Thers is no "attn_implementation": "flash_attention_2" indeed, so should I add it into the config.json ?

ToSev7en commented 2 months ago

Also @ToSev7en, can you share how you ran it? I ran it with TotherAI API because VLLM was broken when I implemented it. We could figure out how to store the scores for both, if you work out the details Chris mentioned.

@natolambert I ran it with run_generative.py base on the latest version of vllm, and it works but not up to the performance on leaderboard. I will try the details Chris mentioned, thx.

chrisliu298 commented 2 months ago

@ToSev7en, the issue occurred when I used a gemma-2-27b-it trained as a sequence classifier. However, I'm not sure if the same problem would happen with a generative model.
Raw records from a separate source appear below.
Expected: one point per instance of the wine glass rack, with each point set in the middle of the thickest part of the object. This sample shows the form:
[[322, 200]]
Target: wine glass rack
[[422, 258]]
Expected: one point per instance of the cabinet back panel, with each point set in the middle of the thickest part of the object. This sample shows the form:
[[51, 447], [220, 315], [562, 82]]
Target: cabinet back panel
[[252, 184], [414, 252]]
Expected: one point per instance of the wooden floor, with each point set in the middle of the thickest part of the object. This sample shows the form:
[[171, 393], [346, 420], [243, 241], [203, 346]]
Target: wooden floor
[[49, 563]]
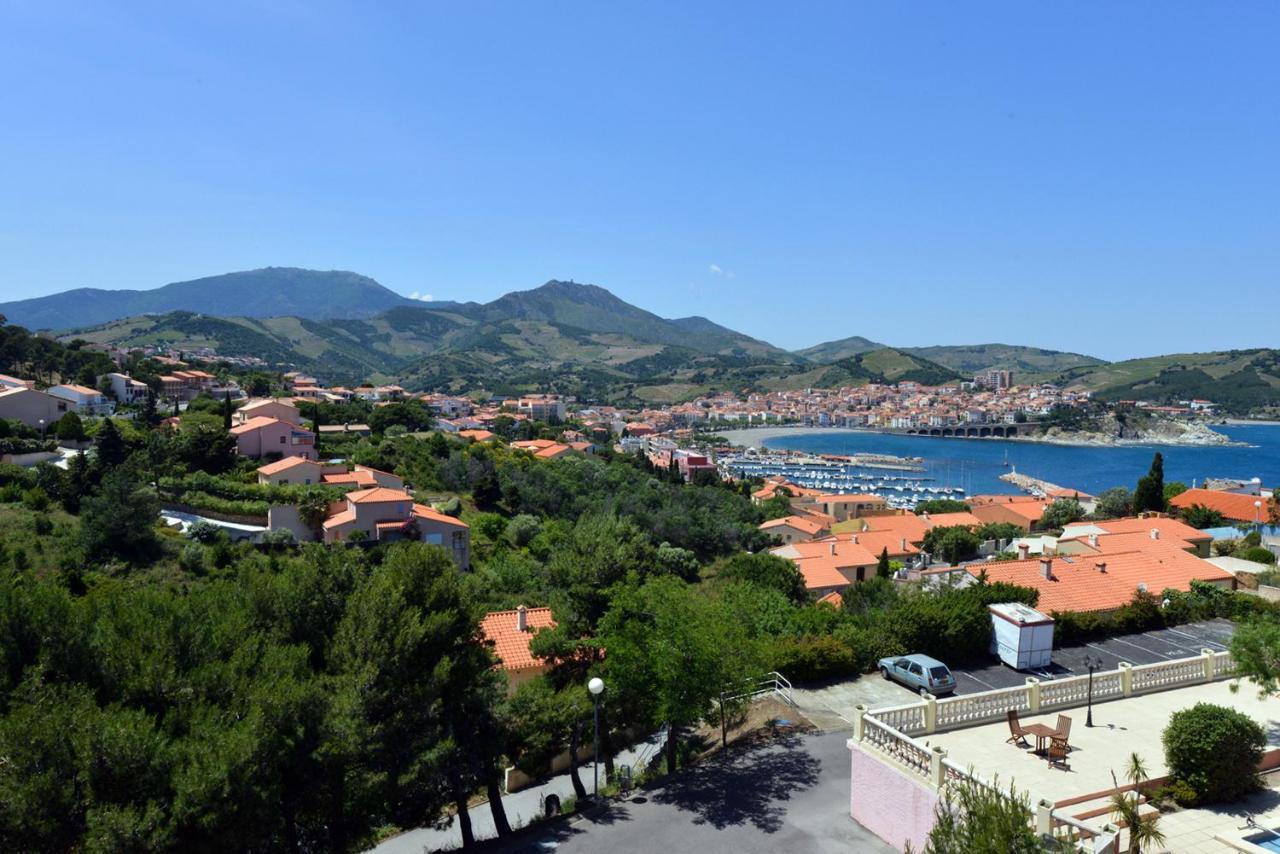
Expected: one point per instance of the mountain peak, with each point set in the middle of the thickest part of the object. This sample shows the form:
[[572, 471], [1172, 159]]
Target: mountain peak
[[265, 292]]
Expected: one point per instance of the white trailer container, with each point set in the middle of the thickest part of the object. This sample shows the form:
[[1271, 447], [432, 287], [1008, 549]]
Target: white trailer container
[[1022, 636]]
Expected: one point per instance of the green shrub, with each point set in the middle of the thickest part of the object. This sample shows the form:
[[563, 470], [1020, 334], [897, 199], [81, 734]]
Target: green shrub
[[1215, 750], [36, 499], [1074, 628], [809, 660], [1225, 548], [1178, 791], [1257, 555]]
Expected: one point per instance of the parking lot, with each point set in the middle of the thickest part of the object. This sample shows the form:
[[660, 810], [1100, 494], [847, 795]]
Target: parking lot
[[831, 706]]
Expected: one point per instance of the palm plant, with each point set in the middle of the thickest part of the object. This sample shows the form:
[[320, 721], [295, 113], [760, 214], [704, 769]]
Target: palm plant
[[1143, 831]]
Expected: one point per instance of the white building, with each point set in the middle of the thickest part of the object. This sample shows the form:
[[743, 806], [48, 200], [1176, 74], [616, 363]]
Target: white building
[[83, 398], [124, 388]]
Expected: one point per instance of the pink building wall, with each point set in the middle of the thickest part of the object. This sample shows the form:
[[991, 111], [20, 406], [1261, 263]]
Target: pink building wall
[[888, 803]]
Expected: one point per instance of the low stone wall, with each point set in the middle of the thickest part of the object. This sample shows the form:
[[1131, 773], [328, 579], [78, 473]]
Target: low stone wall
[[236, 519]]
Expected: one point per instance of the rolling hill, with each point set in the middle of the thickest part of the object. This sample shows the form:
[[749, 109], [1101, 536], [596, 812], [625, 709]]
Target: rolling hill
[[269, 292], [1240, 380], [567, 337], [832, 351], [1027, 362]]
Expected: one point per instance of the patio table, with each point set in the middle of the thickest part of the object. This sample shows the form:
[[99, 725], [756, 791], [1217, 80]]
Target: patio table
[[1042, 733]]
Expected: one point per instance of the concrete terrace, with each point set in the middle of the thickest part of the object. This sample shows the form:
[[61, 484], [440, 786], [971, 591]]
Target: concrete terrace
[[1120, 727]]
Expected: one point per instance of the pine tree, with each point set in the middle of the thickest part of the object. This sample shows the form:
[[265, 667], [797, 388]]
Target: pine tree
[[110, 446]]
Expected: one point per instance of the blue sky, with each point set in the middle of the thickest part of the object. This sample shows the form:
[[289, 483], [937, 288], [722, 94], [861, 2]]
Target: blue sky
[[1096, 177]]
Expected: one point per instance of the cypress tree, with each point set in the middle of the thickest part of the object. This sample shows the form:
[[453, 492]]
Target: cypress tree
[[882, 569], [1150, 493]]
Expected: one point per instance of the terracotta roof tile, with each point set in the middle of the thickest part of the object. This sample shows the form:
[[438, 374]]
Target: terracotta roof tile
[[510, 644]]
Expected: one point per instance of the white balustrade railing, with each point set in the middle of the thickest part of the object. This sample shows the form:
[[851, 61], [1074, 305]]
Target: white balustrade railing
[[888, 731], [1168, 674], [1075, 690], [969, 709], [901, 748], [904, 718]]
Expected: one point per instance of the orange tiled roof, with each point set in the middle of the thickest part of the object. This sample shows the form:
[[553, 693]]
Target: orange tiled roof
[[339, 519], [378, 494], [799, 523], [510, 644], [421, 511], [950, 520], [1168, 528], [359, 478], [283, 465], [1077, 584], [257, 423], [1235, 506]]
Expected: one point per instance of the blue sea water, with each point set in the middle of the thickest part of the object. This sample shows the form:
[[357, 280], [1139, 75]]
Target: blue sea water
[[977, 464]]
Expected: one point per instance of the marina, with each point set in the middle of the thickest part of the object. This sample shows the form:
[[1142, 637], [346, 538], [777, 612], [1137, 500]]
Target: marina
[[846, 475]]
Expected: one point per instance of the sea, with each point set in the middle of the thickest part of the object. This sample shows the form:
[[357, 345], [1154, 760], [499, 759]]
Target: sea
[[977, 464]]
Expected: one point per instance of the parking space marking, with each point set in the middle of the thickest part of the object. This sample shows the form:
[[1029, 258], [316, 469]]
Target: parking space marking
[[1176, 652], [990, 686], [1206, 642]]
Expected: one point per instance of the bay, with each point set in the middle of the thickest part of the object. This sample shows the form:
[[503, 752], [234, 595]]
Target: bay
[[977, 464]]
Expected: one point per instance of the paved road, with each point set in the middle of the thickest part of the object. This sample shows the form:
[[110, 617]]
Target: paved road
[[789, 795], [522, 808]]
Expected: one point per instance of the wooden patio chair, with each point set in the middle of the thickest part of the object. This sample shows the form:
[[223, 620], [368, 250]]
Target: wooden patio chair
[[1016, 734], [1064, 729], [1057, 749]]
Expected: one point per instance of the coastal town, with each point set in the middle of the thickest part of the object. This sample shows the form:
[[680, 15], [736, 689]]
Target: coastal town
[[671, 428], [465, 475]]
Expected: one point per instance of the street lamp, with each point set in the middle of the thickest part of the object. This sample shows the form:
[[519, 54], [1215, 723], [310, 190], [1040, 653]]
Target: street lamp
[[1092, 662], [595, 686]]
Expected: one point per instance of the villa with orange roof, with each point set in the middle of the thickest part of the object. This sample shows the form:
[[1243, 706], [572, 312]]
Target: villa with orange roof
[[510, 633], [1105, 581], [794, 529], [1237, 507], [388, 515], [280, 409], [1024, 511], [263, 435], [83, 398]]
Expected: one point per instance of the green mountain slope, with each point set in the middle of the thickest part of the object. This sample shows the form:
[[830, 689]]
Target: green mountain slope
[[252, 293], [833, 351], [1027, 362], [1240, 380]]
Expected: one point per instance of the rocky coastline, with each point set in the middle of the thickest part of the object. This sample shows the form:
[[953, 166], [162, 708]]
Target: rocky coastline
[[1110, 433]]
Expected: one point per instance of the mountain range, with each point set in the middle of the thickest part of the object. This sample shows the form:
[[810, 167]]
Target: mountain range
[[272, 291], [576, 339]]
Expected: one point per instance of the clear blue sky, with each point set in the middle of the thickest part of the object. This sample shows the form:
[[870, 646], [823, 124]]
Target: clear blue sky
[[1100, 177]]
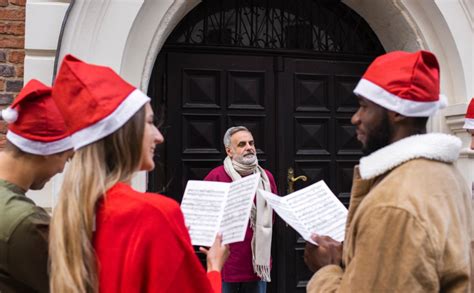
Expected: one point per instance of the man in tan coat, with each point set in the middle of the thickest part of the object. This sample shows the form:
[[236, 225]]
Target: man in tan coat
[[409, 222]]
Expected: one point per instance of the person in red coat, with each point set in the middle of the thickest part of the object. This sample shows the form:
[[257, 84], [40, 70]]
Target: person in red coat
[[249, 263], [105, 236]]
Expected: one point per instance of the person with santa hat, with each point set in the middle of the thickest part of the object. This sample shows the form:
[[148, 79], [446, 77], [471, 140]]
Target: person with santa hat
[[37, 147], [105, 235], [409, 222], [469, 126]]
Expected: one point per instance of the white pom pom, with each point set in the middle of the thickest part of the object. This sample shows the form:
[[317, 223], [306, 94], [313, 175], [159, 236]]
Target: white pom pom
[[9, 115], [443, 101]]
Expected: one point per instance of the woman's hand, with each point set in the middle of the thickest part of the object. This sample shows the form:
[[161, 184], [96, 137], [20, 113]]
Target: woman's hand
[[216, 255]]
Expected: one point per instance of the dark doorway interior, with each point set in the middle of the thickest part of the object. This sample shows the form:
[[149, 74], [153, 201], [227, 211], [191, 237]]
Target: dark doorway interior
[[284, 69]]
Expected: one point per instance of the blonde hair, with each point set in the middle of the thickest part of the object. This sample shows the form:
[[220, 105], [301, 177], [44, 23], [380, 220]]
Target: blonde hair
[[93, 170]]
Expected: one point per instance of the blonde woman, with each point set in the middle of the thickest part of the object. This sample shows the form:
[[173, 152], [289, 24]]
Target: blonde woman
[[106, 236]]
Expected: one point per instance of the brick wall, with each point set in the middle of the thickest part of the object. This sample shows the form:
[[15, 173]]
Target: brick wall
[[12, 53]]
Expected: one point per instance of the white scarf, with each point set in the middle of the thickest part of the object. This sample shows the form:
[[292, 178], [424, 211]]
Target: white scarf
[[261, 217]]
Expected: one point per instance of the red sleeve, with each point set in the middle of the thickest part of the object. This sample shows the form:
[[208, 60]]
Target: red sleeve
[[216, 281]]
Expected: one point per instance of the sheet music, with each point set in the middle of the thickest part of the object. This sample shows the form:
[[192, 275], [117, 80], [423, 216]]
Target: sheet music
[[202, 206], [210, 207], [319, 210], [280, 206], [237, 209], [314, 209]]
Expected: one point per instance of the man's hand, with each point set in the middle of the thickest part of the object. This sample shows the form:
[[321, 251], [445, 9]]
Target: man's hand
[[216, 255], [328, 251]]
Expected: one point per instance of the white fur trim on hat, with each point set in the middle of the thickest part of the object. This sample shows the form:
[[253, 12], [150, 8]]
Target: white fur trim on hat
[[38, 147], [380, 96], [111, 123], [468, 123], [435, 146], [9, 115]]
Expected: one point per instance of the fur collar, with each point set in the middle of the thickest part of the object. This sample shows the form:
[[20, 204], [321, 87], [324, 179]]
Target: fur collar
[[435, 146]]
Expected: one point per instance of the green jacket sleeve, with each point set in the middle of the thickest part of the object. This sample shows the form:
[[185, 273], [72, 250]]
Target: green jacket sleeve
[[27, 254]]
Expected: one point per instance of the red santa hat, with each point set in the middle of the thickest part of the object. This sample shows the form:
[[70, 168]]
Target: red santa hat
[[403, 82], [469, 120], [35, 124], [94, 100]]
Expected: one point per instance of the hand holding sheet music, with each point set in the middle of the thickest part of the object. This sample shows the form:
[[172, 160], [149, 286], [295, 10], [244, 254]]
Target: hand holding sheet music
[[314, 209], [212, 207]]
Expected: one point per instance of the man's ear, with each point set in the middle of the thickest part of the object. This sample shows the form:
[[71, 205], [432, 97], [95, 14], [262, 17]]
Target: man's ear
[[395, 118], [228, 151]]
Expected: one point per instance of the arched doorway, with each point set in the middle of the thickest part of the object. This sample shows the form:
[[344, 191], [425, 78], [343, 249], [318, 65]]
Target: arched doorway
[[285, 70]]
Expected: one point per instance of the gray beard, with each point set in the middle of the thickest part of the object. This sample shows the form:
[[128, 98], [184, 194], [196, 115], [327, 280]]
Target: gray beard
[[246, 160]]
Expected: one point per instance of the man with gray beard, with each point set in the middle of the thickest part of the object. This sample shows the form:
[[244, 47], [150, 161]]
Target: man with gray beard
[[248, 267]]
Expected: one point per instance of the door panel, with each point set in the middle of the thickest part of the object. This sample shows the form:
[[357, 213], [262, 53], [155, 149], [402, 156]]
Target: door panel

I'll try it when I have the time.

natolambert commented 2 months ago

Interesting @ToSev7en that the API was better... this is normal evaluation rabbit holes :)

ToSev7en commented 2 months ago

Interesting @ToSev7en that the API was better... this is normal evaluation rabbit holes :)

@chrisliu298 @natolambert Emm....It's the intrisic implementation flaws in vLLM

Bellow code copy from https://github.com/vllm-project/vllm/blob/main/vllm/model_executor/models/gemma2.py

# FIXME(woosuk): While Gemma 2 uses sliding window attention for every
# odd layer, vLLM currently ignores it and uses global attention for
# all layers.
use_sliding_window = (layer_idx % 2 == 1 and config.sliding_window is not None)
del use_sliding_window  # Unused.

chrisliu298 commented 2 months ago

It seems like the symptom I described above is different from the one described by @ToSev7en, because I am training a sequence classifier. However, they might be related.

In my case, I manually pass the attn_implementation arg to the model_kwargs here. Nothing else is changed and the inference uses the following command:

python scripts/run_rm.py --model /path/to/my/rm --batch_size 1 --torch_dtype bfloat16 --do_not_save

Using eager (relative to flash_attention_2) decreases the average score (across four categories) by 0.086, which is expected in my opinion.

However, using spda (or without specifying this arg, because it's spda by default for torch>=2.1.1) reduces the average score by 12. This is a huge difference and it's wierd that only spda had this problem. Note that the only change here is attn_implementation, and everything else stays the same.

Update: I also tested it with gemma-2-2b-it, but spda did not lead to a severe drop in performance.